Nessun attore presente è venuto meno al suo stesso ruolo, riuscendo a rendere la complessità che si cela nella finzione, la sfaccettatura delle dinamiche relazionali nell’eterno fluttuare tra autenticità e maschera; non posso esimermi dal citare Arcangelo Iannace, nei panni di Alceste; Francesco Zecca, nei panni di Filinte; Vincenzo de Michele, nei panni di Oronte, Miriam Galanti interpretante Eliante, Silvia Salvatori rappresentante Arsinoè, Matteo Quinzi qui Acaste e Giles Rocca qui Clitandro, tutti dentro in maniera imperfetta – come la realtà umana richiede – nel ruolo interpretato, poiché imperfetto è l’animo umano ed in questo la perfezione della loro performance.
Un appunto a sé stante per Vanessa Scalera, nello spettacolo Celimene, il cui spessore ha reso carica costantemente la scena, donando allo spettatore un’energia difficile da gestire da lei incarnata, destreggiata e trasformata come fosse creta nelle sue mani.
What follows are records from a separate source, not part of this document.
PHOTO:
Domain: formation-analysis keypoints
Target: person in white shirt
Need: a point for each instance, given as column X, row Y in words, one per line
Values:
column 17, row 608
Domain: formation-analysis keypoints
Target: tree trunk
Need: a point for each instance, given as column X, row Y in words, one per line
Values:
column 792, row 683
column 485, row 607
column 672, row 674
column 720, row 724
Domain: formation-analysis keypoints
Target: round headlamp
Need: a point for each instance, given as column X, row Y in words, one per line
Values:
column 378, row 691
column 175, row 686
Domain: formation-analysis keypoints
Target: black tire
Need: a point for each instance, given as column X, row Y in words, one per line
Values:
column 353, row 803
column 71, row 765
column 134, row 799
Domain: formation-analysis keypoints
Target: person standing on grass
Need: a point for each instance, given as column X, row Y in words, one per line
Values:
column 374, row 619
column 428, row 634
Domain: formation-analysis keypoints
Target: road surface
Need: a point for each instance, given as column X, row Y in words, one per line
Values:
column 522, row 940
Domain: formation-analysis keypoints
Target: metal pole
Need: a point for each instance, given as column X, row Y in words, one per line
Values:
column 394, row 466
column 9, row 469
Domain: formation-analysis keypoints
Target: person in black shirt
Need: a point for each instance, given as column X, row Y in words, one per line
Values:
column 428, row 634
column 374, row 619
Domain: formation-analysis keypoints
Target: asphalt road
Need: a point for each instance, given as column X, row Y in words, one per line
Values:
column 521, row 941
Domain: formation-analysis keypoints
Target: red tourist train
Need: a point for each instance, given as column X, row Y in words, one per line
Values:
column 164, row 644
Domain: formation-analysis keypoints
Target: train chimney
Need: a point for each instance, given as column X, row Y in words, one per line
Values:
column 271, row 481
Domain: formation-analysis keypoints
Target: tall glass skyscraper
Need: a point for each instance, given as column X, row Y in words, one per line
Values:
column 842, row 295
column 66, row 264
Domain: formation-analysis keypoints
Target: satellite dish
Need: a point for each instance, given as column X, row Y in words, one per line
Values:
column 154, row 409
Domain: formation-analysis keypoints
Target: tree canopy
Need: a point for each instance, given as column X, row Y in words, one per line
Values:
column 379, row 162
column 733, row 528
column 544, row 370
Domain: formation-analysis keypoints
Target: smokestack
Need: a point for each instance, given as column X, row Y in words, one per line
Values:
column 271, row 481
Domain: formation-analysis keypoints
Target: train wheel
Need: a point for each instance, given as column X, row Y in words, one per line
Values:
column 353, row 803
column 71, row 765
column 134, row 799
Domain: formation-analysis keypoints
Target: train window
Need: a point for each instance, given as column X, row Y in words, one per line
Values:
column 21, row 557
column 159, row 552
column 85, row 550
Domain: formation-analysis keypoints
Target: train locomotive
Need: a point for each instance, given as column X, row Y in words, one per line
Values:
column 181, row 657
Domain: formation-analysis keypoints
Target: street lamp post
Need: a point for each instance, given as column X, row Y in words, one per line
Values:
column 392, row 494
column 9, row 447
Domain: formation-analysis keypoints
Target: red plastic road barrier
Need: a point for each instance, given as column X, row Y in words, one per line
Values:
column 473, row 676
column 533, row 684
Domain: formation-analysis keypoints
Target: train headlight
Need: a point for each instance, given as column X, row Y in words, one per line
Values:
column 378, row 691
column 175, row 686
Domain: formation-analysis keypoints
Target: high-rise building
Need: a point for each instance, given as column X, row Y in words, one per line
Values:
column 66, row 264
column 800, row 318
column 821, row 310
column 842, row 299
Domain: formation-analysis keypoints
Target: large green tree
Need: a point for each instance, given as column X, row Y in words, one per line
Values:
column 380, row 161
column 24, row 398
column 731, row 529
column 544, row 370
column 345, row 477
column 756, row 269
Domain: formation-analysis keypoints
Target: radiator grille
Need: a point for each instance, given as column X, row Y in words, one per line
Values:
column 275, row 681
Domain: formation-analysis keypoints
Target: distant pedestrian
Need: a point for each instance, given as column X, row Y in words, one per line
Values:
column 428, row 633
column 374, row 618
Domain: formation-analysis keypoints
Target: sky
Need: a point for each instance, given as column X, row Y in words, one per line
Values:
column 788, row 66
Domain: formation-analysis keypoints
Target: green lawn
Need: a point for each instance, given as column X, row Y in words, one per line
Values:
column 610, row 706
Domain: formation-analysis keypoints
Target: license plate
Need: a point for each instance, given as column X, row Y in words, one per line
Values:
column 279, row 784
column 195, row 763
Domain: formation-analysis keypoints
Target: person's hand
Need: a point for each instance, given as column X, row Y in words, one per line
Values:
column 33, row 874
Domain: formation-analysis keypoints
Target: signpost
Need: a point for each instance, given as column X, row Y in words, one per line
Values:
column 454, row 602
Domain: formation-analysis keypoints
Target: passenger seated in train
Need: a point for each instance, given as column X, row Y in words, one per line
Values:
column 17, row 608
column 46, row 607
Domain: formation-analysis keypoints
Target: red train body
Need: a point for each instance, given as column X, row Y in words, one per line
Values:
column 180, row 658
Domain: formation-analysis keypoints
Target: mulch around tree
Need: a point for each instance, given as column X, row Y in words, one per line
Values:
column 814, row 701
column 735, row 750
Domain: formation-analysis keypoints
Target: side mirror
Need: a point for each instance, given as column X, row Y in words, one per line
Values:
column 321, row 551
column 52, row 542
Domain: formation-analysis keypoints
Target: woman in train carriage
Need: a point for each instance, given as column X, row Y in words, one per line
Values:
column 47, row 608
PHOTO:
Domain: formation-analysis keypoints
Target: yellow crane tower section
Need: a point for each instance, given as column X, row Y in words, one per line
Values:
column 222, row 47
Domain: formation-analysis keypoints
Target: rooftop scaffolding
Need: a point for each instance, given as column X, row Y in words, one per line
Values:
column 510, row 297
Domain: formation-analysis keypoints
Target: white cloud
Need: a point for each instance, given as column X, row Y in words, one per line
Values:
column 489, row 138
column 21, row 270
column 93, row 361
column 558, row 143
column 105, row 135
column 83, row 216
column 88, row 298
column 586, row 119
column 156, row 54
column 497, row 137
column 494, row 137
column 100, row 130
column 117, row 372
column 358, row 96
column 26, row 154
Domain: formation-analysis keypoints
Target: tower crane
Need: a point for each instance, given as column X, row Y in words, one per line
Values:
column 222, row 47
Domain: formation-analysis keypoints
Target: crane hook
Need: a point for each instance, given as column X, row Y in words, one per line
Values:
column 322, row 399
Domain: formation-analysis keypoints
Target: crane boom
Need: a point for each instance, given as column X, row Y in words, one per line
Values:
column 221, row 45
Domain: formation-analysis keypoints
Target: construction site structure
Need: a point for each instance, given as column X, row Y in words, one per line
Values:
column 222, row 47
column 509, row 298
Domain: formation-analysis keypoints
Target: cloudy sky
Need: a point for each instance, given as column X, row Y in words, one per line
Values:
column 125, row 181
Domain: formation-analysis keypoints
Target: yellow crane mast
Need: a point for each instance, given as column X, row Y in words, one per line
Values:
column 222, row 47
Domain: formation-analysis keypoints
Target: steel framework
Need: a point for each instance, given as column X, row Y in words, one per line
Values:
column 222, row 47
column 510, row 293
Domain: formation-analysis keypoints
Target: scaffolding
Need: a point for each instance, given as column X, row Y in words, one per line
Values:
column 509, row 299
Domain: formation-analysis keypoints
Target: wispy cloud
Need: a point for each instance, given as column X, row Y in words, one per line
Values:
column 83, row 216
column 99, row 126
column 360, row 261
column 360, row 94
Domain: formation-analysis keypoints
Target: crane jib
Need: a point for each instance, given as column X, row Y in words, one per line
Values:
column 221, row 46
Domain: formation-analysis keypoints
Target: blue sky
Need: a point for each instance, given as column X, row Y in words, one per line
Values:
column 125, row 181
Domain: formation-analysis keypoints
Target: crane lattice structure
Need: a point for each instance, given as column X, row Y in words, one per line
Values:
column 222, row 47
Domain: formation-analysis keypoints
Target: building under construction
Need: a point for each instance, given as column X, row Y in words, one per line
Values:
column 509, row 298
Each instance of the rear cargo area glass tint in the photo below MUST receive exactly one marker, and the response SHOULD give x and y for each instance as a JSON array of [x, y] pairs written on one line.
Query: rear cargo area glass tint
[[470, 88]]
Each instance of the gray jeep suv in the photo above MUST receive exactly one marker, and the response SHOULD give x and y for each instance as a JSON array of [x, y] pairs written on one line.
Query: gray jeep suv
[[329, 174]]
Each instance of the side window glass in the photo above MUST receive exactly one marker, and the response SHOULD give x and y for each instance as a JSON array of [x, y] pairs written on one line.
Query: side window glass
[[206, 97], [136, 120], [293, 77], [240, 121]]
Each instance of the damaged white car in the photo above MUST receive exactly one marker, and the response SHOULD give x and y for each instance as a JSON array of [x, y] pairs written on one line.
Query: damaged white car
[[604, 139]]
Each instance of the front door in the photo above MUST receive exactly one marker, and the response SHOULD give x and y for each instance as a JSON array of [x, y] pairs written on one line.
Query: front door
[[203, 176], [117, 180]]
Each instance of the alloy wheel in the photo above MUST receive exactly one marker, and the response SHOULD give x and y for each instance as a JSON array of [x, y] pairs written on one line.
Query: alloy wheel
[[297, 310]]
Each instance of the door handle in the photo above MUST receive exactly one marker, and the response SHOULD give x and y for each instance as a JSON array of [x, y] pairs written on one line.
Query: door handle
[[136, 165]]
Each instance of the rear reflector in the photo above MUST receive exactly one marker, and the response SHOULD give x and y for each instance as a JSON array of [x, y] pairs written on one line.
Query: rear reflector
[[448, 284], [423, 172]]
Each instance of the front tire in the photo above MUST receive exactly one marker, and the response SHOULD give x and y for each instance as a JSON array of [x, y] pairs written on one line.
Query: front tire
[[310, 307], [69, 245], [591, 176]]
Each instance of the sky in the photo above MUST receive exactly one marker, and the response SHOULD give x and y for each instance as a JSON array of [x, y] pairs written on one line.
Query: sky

Assolutamente da segnare la sua eccellenza nel riportare in scena la figura di Celimene, rendendole giustizia e non appiattendola in uno stereotipo di sorta ma anzi dandole pienezza e forma attraverso un’agiatezza espressiva, una conduzione vocale e una padronanza del corpo che la porta oggi ad essere un’attrice di altissimo livello.